Two-Party Simultaneous Related Party 1031 Exchange

Related parties who concurrently 1031 Exchange or swap properties with each other must hold the properties for two (2) years following the concurrent 1031 Exchange.  Both related parties will recognize their respective depreciation recapture and capital gain income tax liabilities if either party disposes of its respective property within two (2) years after the simultaneous 1031 Exchange or transfer.

Disposition (Sale) to a Related Party

It is clear that a taxpayer can dispose of (sell) his or her relinquished property to a related party and acquire like-kind replacement property from a non-related party without violating the related party rules and guidelines.  The related party must hold the relinquished property acquired from the taxpayer for a minimum of two (2) years, and the taxpayer must hold the replacement property acquired as part of the 1031 Exchange for a minimum of two (2) years in order to qualify for tax-deferred treatment.

Acquisition (Purchase) from a Related Party

However, it appears that you may not be able to dispose of (sell) relinquished property to a non-related party and acquire like-kind replacement property from a related party without recognizing depreciation recapture and capital gain income tax liabilities.

Most 1031 Exchange transactions structured with the purchase of the replacement property being acquired from a related party will result in tax basis swapping, whether intentional or not.  The Internal Revenue Service issued Revenue Ruling 2002-83 on November 25, 2002, which establishes its position on related party 1031 Exchange transactional structures.

However, you are generally entitled to defer income tax liabilities when you purchase property from a related party and your related party is also completing their own 1031 Exchange transaction using the sales proceeds from your purchase of the related party's property, or if you can prove that the transaction did not result in an income tax basis swap (tax avoidance).

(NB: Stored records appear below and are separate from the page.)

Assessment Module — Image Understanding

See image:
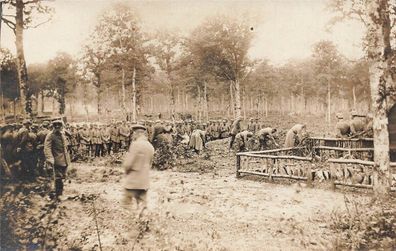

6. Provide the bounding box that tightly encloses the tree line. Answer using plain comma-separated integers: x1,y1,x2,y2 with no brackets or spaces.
1,1,370,121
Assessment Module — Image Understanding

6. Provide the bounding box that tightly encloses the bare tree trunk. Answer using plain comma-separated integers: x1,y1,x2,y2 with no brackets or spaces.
265,98,268,117
366,0,395,195
197,85,201,121
12,99,16,121
40,90,44,114
15,0,28,117
230,81,235,118
235,79,241,118
352,85,356,110
204,81,209,121
132,67,136,122
121,68,126,114
327,81,331,125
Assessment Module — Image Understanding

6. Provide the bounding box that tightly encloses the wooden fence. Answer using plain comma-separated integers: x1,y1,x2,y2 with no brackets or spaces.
236,139,396,191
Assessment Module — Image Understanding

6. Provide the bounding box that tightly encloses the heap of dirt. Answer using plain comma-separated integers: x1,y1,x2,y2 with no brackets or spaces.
0,180,62,250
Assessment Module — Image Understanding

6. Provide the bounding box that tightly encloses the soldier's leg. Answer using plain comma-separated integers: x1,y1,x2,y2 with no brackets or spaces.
229,134,235,149
54,166,67,196
121,189,134,209
134,189,147,218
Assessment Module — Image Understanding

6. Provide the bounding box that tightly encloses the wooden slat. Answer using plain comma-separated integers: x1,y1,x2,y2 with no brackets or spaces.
314,146,374,152
334,181,373,189
239,153,311,161
309,137,374,141
239,170,307,180
237,147,305,155
327,159,374,166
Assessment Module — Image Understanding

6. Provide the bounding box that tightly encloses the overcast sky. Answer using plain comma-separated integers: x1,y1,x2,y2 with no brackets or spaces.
1,0,364,64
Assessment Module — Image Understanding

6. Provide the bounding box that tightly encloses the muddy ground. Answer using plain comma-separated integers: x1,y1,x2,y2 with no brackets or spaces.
0,117,378,250
24,139,367,250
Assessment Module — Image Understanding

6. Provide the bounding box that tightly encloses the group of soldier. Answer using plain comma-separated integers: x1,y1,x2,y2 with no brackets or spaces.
336,110,373,138
0,112,372,182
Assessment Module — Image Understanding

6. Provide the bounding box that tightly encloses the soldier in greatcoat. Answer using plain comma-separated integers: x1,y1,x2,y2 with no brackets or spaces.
17,119,37,180
284,124,306,148
44,120,70,198
122,125,154,217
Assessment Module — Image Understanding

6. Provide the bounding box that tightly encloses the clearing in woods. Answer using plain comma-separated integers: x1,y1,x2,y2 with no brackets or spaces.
51,140,368,250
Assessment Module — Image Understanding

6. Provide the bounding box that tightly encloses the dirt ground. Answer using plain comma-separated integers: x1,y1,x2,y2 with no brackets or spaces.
48,138,367,250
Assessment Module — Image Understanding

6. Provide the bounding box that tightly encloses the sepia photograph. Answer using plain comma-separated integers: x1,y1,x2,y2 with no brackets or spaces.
0,0,396,251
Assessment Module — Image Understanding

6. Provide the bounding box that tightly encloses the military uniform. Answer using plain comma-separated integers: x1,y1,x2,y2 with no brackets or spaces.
235,130,253,152
336,114,351,138
44,120,70,196
257,127,278,150
37,122,49,176
284,124,306,148
229,118,242,149
80,125,91,157
100,127,111,155
119,123,131,150
17,121,37,180
110,125,120,153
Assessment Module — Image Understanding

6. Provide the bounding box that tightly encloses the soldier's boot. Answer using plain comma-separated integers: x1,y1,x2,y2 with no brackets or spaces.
55,178,63,197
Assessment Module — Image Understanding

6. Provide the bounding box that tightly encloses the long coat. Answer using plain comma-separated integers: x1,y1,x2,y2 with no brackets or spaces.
122,137,154,190
44,131,70,166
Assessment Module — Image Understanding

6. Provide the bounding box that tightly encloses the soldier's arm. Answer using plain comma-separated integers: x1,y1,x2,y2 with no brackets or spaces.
44,133,55,165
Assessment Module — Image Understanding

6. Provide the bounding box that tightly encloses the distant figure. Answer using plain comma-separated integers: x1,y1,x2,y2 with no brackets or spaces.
122,125,154,217
235,130,253,152
44,120,70,199
350,111,365,137
363,113,374,138
284,124,306,148
17,119,37,180
189,129,206,154
247,118,256,133
336,114,351,138
257,127,279,150
229,117,242,150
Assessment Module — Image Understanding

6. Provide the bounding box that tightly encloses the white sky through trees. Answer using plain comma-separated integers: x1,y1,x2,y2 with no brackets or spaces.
1,0,364,64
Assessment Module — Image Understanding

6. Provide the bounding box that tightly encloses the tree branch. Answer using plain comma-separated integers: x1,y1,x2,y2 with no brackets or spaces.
1,17,16,34
23,0,41,5
25,18,52,29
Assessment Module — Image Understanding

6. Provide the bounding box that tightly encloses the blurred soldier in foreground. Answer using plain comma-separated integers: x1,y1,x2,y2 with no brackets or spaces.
257,127,279,150
350,111,365,137
44,120,70,199
229,117,242,150
122,125,154,217
119,121,131,150
247,118,256,133
235,130,253,152
17,120,37,180
336,114,351,138
80,125,91,158
188,128,206,154
284,124,306,148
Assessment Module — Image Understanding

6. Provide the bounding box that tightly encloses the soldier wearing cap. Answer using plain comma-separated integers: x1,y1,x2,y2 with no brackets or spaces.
257,127,279,150
336,113,351,138
284,124,306,148
122,125,154,217
247,118,256,133
44,120,70,198
350,111,366,137
91,124,102,157
100,125,111,155
231,130,253,152
229,117,242,150
17,119,37,180
79,124,91,158
119,121,131,150
110,122,120,153
220,119,230,139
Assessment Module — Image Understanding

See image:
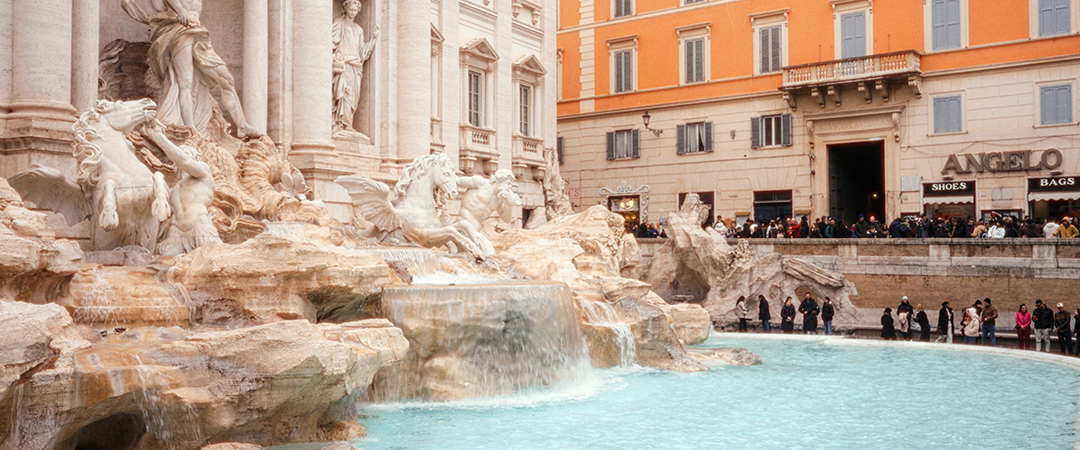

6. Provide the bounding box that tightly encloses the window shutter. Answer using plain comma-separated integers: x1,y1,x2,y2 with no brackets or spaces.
702,122,713,152
607,132,615,160
769,27,783,72
750,118,761,149
780,114,792,147
555,136,566,164
675,125,687,154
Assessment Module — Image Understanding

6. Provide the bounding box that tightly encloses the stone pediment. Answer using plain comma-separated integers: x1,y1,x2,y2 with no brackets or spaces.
514,55,548,78
461,38,499,63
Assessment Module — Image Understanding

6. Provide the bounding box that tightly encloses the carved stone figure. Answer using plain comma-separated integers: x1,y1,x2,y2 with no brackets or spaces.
334,153,481,258
333,0,379,137
10,98,170,251
146,121,221,256
456,168,522,257
121,0,264,138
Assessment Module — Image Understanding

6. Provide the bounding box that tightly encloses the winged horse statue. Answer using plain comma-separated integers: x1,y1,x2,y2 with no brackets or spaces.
9,98,170,251
334,153,483,259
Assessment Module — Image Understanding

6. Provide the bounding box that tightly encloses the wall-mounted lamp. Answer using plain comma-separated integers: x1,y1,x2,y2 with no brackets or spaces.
642,111,664,137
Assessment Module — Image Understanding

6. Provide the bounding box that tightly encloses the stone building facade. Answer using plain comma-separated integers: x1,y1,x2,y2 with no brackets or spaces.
558,0,1080,223
0,0,557,224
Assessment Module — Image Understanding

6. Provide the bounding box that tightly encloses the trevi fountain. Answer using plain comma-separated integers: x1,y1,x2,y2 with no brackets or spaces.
0,0,1075,450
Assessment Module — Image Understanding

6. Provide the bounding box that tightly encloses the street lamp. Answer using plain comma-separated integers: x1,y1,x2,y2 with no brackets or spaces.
642,111,664,137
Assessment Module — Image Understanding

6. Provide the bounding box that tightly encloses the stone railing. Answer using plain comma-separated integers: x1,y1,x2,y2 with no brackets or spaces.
783,50,919,88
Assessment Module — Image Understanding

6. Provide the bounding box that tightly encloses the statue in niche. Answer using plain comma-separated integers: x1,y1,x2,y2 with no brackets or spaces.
455,168,522,257
333,0,379,138
10,98,170,251
146,121,221,256
121,0,264,139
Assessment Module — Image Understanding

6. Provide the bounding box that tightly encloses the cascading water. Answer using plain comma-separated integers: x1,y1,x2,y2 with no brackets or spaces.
369,282,592,400
580,299,637,366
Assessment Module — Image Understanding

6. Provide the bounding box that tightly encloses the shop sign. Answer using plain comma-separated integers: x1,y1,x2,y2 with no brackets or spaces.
942,149,1062,175
1027,177,1080,192
922,181,975,196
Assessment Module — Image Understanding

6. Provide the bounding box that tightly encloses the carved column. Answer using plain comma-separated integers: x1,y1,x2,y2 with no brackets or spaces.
243,0,270,131
396,0,432,162
292,0,334,155
71,0,102,112
11,0,75,123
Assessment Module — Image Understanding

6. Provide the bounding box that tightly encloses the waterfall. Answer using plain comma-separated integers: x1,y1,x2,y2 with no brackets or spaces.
369,282,592,400
580,299,637,366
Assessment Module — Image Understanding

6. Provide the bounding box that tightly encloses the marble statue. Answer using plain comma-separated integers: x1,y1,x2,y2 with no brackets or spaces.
456,168,522,257
121,0,264,138
334,153,482,258
333,0,379,137
10,98,170,251
146,121,221,256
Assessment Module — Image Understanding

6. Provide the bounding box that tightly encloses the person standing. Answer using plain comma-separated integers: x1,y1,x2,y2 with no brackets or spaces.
896,296,915,340
1031,300,1054,353
735,297,750,332
960,300,983,344
780,297,795,335
1054,303,1072,355
757,296,772,332
821,297,836,335
881,306,896,341
978,298,998,346
799,292,818,331
1016,303,1031,350
937,301,956,344
915,303,930,342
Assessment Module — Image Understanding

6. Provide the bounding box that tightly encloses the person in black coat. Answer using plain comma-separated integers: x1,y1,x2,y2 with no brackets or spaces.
881,308,896,341
780,297,795,333
799,292,820,331
757,296,772,332
937,301,956,343
821,297,836,335
915,303,930,342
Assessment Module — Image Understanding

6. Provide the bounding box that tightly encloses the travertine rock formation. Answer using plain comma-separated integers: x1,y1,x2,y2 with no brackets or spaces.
0,174,82,303
492,206,707,371
170,233,391,326
0,312,407,450
645,194,856,325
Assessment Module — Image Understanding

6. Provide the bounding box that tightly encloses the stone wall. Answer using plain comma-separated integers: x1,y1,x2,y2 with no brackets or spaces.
638,238,1080,328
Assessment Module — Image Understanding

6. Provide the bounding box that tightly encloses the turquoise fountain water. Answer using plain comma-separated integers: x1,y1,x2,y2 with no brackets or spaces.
353,336,1080,450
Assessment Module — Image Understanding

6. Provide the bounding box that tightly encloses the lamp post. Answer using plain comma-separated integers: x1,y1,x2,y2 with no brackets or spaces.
642,111,664,137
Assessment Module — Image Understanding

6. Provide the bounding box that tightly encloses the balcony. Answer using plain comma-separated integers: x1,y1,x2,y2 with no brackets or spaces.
780,50,922,110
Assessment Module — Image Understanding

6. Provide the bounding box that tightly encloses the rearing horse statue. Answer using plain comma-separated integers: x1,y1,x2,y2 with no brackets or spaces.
334,153,482,258
9,98,170,251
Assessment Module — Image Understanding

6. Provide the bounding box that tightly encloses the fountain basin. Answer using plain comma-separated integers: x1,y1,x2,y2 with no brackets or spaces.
354,335,1080,450
368,282,591,401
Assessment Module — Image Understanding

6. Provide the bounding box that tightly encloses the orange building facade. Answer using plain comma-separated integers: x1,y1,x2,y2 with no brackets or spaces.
557,0,1080,223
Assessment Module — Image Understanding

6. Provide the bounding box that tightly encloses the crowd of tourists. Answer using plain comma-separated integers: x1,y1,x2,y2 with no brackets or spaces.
713,213,1080,238
735,292,1080,356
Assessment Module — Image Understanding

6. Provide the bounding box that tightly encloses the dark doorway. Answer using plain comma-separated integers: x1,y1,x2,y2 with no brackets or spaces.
828,141,890,226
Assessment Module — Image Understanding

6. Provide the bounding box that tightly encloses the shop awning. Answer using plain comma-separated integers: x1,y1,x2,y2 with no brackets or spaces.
922,195,975,205
1027,191,1080,202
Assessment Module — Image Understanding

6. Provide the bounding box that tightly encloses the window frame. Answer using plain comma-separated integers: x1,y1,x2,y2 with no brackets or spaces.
1035,80,1077,127
751,113,795,150
922,0,970,53
829,0,874,59
1028,0,1080,39
675,120,715,154
606,128,642,161
611,0,636,18
928,92,968,136
675,23,712,85
751,9,788,76
607,35,638,94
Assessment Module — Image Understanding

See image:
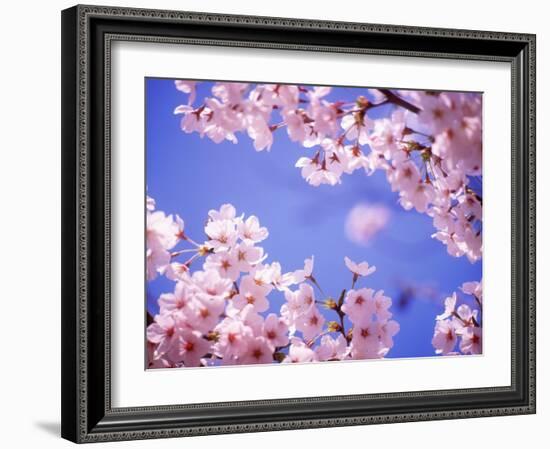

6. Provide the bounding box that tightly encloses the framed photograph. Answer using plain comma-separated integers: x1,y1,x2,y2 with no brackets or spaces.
62,6,535,443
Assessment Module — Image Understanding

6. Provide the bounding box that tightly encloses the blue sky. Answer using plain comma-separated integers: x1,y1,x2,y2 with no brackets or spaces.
145,78,481,357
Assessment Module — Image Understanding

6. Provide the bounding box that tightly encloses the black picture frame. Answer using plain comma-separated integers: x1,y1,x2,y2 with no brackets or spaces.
62,5,535,443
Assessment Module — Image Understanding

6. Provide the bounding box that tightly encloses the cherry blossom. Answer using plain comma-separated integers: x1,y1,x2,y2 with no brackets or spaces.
432,282,482,355
344,257,376,276
171,80,482,263
146,200,402,368
346,204,390,246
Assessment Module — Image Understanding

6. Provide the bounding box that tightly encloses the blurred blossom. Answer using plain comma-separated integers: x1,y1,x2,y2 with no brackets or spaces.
346,203,390,245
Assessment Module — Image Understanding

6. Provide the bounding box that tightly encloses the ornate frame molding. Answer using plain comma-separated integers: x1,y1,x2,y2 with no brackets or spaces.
62,6,536,442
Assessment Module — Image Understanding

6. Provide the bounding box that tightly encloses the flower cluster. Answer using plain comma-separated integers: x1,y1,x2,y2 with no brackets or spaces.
175,80,482,262
432,282,483,355
346,203,390,246
147,200,399,368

Subsequent Transfer into a Grantor Trust

The Internal Revenue Service has previously ruled that conveying the like-kind replacement property acquired as part of your 1031 Exchange related party transaction into a fully revocable grantor trust, of which you are the sole trustor and beneficiary, will not be considered to be a disposition of the subject property and will not result in the recognition of your income tax liabilities.

Tax Avoidance or Evasion

1031 Exchanges that were structured specifically for the purpose of avoiding income tax liabilities (income tax avoidance or evasion) utilizing a related party 1031 Exchange structure will be disqualified by the Internal Revenue Service.